Un resoconto assai diverso da quello attuale, che fotografa uno Stato con un basso livello di disoccupazione, un eccellente sistema sanitario e che ospita una delle città più vivibili al mondo per qualità dei servizi: Vancouver, nella British Columbia.
E, proprio a Vancouver, la Munro si è trasferita nel 1951, per sposarsi e crescere le figlie Sheila, Catherine, Jenny e Andrea.
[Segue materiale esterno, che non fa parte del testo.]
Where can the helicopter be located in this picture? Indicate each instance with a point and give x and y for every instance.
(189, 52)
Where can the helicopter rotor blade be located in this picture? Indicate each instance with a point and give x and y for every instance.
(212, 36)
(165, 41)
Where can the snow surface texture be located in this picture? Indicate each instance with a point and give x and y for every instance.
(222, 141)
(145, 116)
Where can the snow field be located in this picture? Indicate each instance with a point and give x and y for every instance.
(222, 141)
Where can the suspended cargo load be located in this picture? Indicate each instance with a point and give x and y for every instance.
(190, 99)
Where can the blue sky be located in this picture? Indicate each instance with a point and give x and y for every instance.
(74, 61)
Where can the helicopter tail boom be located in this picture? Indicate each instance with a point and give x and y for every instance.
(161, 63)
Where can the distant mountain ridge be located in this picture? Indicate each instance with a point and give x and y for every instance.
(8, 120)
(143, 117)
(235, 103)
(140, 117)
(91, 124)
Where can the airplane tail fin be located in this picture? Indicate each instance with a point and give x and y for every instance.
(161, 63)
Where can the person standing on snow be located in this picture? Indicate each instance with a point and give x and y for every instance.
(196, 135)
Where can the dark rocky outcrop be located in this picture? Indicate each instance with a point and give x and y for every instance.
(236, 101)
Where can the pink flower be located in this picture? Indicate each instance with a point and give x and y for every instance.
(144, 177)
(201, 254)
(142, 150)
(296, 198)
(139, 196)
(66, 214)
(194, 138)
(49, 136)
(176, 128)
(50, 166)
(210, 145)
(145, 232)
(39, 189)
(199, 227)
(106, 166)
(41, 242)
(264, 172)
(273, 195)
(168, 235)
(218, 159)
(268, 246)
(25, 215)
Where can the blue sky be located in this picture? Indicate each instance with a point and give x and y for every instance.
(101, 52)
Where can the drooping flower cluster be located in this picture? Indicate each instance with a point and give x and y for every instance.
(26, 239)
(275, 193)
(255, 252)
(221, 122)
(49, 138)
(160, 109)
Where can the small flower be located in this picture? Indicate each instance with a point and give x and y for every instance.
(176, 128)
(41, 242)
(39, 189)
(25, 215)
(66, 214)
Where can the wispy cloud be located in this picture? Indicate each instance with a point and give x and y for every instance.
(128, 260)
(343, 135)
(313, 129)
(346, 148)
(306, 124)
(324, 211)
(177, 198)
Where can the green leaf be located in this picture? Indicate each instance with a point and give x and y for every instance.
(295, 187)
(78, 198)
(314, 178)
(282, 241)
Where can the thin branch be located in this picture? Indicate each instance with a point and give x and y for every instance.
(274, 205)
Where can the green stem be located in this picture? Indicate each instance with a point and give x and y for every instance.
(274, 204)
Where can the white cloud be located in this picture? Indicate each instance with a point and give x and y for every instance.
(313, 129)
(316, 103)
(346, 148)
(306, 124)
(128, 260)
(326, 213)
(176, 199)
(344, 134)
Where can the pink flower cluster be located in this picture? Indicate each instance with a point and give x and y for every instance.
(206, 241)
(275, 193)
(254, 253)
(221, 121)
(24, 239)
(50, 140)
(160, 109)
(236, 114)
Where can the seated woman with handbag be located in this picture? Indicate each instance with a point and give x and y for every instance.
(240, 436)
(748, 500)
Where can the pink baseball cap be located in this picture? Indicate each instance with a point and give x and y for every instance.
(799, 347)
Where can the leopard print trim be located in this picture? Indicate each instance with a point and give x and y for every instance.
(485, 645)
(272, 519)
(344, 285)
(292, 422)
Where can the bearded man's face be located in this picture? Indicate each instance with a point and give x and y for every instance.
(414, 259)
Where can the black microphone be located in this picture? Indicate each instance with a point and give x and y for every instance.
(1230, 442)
Di quel periodo l’autrice conserva dei ricordi molto nitidi: “Vivevamo a Vancouver, nei sobborghi. C’erano all’epoca, in Canada, delle piccole riviste e una radio che promuoveva la letteratura nazionale. Ho cominciato a vendere qualche racconto, ad essere conosciuta nei giri che si occupavano di letteratura…”
Il paesaggio canadese, protagonista silente dei suoi racconti, viene descritto come un luogo arretrato fino alla grettezza, cristallizzato in un eterno presente. Al suo interno si muovono, come figurine smarrite, donne messe di fronte alle grandi scelte della vita: nascite, matrimoni, aborti, tradimenti.
L’atemporalità tratteggiata dalla Munro trova, altresì, espressione in ambito cinematografico, attraverso una consolidata attività documentaristica, della quale il Canada può fregiarsi. Il tema privilegiato è il rapporto intenso, spesso simbiotico, tra l’uomo e la natura.
All’interno di questa vasta produzione, i luoghi si svelano, di fotogramma in fotogramma: spazi sterminati, nei quali la vita sembra sospesa, alienata.
Talvolta vengono mostrate scene di caccia (come ne Il grande Nord di Nicolas Vanier, girato nelle foreste dello Yukon, al confine con l’Alaska, oppure come in Sharkwater di Rob Stewart, dove si affronta il tema della mattanza degli squali), altre volte si sceglie di raccontare la vita di popolazioni che vivono ai margini della società, come gli Inuit (è il caso di People of a Feather di Joel Heath).
I suoni della natura sembrano agglutinarsi e fondersi col linguaggio umano, in un perfetto gioco a incastro, nel quale il ricorso alla tecnologia non è contemplato.
Eppure, basta spostarsi nelle grandi città, come Toronto e Montréal, per lasciarsi conquistare dagli innovativi studi in campo scientifico, tecnologico e informatico.
È il Canada delle tante sfaccettature: del bilinguismo, dei ranch di campagna e dei grattacieli urbani, della musica tradizionale e dei grandi concerti delle star (da Céline Dion ad Alanis Morrisette, passando per Avril Lavigne e Nelly Furtado), del caribù affumicato servito nelle osterie e dei cheeseburgers nei fast-food.
Passato e presente si fondono l’uno nell’altro.
E, proprio da questa convivenza sofferta, contrastata, sono nati anche i racconti di Alice Munro.
Perché oggi, a sfogliare le pagine delle sue opere, si prova sempre lo stesso incanto nello scoprire che quella cittadina nell’Ontario – fatta di fonderie, stalle intiepidite dal fiato delle mucche e rigore protestante da cui fuggire – riecheggia con forza nelle avventure metropolitane degli anni successivi, diventando specchio delle nostre vite.